『よりよく生き延びる―3・11と男女共同参画センター』
- 著者
- せんだい男女共同参画財団 [編集]
- 出版社
- 新潮社
- ジャンル
- 社会科学/社会
- ISBN
- 9784109101066
- 発売日
- 2017/11/17
- 価格
- 1,430円(税込)
書籍情報:JPO出版情報登録センター
※書籍情報の無断転載を禁じます
<東北の本棚>役割自問し支援に動く
[レビュアー] 河北新報
仙台市はエル・パーク仙台、エル・ソーラ仙台という二つの男女共同参画推進センターを設置している。東日本大震災発生を受け、指定管理者として運営するせんだい男女共同参画財団のスタッフが、その役割を自問しながらさまざまな支援活動に取り組んだ足跡をつづった。
手探りのスタートだった。震災直後の会議で女性の電話相談を受け付ける窓口の開設を提案した時、市から出向している上司は難色を示した。相談員も被災しており体制が整わない。根拠法に定められた手続きを行うのが行政の基本であり、定められていない緊急相談に取り組むことに慎重になるのも無理はなかった。
しかし現実に、避難所生活にはトイレやプライバシーなど女性ならではの困難があり、家族の不安の受け皿にもなっていた。個々の女性の問題としてでなく、解決すべき社会課題として取り組むのがセンターの仕事ではないか。そんなスタッフの熱意が壁を打ち破った。
2011年3月下旬、センターはNPO法人の協力を得て電話相談の窓口を開設。暮らしや育児、介護などに関する多くの不安や悩みの相談に応じた。4月には避難所の女性の衣類を預かり、洗濯して返す活動「せんたくネット」も開始。8月までに延べ287人の女性ボランティアが協力し、520袋の洗濯物を扱った。

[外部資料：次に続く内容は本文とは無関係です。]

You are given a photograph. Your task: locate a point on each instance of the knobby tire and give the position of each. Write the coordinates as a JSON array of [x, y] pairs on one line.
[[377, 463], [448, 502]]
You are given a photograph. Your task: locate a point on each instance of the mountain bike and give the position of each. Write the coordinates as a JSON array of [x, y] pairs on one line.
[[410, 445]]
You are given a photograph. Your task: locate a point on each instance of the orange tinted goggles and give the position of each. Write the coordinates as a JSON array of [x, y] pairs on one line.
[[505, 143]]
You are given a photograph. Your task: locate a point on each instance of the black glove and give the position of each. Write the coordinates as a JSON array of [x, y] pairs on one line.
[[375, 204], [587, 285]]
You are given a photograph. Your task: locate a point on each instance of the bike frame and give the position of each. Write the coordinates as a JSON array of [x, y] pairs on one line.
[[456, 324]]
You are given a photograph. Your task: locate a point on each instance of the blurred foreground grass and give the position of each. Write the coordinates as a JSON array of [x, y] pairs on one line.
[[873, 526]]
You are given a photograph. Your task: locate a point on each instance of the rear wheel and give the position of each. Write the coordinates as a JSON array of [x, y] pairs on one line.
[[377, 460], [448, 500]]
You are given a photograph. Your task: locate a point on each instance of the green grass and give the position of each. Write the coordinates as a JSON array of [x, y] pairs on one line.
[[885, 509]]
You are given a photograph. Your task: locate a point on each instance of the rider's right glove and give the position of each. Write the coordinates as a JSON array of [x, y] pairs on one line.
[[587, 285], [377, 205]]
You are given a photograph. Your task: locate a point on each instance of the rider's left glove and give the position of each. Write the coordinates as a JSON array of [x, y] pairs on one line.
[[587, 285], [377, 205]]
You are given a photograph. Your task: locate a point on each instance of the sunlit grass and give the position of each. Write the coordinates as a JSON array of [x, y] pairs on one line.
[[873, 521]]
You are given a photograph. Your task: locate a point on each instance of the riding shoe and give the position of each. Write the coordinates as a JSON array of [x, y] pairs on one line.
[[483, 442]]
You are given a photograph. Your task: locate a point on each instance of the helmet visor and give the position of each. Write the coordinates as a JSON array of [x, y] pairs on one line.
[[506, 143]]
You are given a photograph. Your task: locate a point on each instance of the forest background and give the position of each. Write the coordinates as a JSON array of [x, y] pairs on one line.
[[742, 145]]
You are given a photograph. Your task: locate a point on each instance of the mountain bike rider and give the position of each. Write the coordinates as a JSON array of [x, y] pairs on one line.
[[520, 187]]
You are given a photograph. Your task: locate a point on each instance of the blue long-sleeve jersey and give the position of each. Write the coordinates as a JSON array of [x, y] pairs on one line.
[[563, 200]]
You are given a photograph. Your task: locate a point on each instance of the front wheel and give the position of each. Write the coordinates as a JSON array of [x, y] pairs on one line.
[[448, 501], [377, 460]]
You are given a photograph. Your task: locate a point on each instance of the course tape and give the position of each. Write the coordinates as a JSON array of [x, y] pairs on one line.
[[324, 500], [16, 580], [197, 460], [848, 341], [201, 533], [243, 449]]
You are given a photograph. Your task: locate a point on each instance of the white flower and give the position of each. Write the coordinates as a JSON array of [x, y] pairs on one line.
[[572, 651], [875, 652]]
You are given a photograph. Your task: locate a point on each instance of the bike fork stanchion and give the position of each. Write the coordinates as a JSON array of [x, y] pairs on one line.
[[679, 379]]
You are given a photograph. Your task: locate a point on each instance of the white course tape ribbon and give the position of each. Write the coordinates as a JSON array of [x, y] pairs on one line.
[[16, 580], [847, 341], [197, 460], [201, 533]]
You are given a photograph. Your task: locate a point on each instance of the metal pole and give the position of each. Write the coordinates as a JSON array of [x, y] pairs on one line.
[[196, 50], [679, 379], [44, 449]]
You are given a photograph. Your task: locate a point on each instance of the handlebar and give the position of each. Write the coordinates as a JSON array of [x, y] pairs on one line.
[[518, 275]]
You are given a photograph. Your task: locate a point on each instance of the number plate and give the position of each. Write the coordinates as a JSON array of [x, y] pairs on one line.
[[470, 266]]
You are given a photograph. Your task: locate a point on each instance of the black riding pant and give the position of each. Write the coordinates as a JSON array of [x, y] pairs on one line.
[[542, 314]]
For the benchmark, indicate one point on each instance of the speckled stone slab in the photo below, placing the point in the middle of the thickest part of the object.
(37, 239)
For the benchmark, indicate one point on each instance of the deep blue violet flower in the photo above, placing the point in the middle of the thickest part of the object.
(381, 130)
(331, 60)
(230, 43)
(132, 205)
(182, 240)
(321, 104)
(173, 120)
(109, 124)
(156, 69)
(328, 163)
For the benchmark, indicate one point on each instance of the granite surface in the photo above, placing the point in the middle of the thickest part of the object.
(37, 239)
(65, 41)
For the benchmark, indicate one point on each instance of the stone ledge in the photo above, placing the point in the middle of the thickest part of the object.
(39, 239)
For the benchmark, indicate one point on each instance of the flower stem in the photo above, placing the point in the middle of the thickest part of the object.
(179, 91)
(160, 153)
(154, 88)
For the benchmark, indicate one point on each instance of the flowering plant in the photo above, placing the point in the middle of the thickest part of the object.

震災前から、センターはその存在意義について自問を重ねていた。06年、市は行財政改革の一環でエル・パーク仙台の廃止を検討。市民の反対があって存続が決まったが、必要性を否定されたかのような苦い経験が「地域に何を求められているのか」を真剣に考えさせた。
「生活に欠かせないインフラとは違い、男女共同参画は目に見えない。ドアがないところに、必要となるだろうドアをつくるような仕事なのだ」の一文が重い。非常時こそ、目に見えないニーズをいかにくみ取るかが問われるのだろう。
新潮社03(3266)7124=1404円。